Objective This study explores anti-inflammatory effects of steroids instituted during either development or resolution of airway allergic inflammation.
Methods Immunized mice were subjected to week-long daily allergen challenges (ovalbumin). Steroid treatment was instituted either amidst the challenges or exclusively post-allergen challenge. CC chemokines, goblet cell hyperplasia, occurrence of eosinophil apoptosis, and airway tissue as well as lumen eosinophilia were examined at different time-points.

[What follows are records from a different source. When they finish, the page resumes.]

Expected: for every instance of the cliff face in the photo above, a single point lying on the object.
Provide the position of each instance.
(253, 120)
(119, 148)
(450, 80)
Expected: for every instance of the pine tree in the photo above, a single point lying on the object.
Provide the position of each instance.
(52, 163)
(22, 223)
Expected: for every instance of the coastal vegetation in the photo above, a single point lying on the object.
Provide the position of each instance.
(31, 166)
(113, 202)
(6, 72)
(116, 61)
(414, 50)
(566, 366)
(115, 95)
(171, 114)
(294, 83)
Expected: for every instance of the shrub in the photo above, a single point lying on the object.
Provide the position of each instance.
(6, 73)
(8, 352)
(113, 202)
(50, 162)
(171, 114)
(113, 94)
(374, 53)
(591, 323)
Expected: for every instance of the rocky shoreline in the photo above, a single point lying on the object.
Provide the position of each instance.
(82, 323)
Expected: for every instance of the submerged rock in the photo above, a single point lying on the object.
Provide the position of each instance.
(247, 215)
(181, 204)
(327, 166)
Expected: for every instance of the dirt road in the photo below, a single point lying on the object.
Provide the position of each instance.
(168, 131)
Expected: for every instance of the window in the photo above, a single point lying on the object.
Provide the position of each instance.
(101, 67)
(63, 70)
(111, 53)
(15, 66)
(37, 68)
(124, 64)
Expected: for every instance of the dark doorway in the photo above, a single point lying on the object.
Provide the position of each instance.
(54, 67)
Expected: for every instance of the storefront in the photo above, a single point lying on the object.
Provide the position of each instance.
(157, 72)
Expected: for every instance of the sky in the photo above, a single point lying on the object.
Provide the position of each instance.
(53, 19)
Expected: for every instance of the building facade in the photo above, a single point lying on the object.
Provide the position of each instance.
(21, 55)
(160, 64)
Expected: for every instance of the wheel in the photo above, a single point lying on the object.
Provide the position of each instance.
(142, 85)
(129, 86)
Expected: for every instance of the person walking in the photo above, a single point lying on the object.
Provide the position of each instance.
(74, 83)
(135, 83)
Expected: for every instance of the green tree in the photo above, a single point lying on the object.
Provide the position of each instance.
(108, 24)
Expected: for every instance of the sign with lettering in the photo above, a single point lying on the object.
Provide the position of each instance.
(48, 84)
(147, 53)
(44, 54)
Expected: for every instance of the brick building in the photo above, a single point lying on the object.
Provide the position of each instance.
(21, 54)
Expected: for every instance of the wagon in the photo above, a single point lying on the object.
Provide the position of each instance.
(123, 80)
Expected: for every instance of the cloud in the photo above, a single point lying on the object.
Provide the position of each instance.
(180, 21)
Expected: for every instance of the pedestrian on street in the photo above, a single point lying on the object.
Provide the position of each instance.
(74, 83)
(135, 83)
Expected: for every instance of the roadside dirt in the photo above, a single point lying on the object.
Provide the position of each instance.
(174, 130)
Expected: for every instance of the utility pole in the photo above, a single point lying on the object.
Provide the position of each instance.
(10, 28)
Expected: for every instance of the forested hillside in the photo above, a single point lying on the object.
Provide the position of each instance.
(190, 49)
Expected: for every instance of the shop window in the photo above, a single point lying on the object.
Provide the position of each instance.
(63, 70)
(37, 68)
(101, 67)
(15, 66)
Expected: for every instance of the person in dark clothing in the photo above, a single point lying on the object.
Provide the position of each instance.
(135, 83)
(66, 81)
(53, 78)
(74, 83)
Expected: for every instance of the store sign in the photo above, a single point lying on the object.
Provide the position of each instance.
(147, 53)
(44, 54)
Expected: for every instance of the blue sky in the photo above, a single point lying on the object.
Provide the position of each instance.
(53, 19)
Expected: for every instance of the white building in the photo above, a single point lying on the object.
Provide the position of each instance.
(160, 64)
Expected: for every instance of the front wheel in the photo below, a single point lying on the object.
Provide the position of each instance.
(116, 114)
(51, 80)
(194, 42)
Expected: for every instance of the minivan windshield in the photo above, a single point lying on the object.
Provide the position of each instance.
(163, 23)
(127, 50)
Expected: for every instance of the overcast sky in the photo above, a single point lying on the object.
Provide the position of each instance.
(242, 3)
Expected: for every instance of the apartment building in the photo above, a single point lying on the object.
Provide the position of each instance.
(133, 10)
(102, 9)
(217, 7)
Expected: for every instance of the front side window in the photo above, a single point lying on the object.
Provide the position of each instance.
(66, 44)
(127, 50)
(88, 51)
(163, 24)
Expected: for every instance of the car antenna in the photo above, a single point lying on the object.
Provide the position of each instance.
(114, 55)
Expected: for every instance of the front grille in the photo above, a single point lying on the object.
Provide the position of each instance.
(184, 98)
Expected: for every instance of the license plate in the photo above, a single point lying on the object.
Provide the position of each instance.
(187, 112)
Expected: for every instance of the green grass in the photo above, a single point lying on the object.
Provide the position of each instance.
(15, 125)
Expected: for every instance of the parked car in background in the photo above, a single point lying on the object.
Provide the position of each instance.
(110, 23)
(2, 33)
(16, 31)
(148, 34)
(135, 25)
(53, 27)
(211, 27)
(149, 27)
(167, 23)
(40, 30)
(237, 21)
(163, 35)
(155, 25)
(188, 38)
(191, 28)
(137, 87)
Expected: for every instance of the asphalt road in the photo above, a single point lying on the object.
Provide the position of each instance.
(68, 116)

Results Daily steroids instituted amid the allergen challenges non-selectively attenuated a range of chemokines, permitted egression of tissue eosinophils into airway lumen to increase, and reduced development of lung tissue eosinophilia. Steroid treatment instituted post-challenge selectively inhibited the CC-chemokine regulation upon activation, normal T cell expressed and secrted (RANTES), permitted continued egression of eosinophils into airway lumen, and resolved the tissue eosinophilia. Eosinophil apoptosis rarely occurred at development and resolution of the allergic eosinophilic inflammation whether the animals were steroid treated or not. However, anti-Fas monoclonal antibodies given to mice with established eosinophilia post-challenge produced apoptosis of the tissue eosinophils indicating that apoptotic eosinophils, if they occur, are well detectible in vivo.
Conclusion Airway tissue eosinophils are likely eliminated through egression into airway lumen with little involvement of apoptosis and phagocytosis. Our data further suggest that therapeutic steroids may resolve airway inflammation by permitting clearance of tissue eosinophils through egression and inhibiting RANTES-dependent cell recruitment to lung tissues.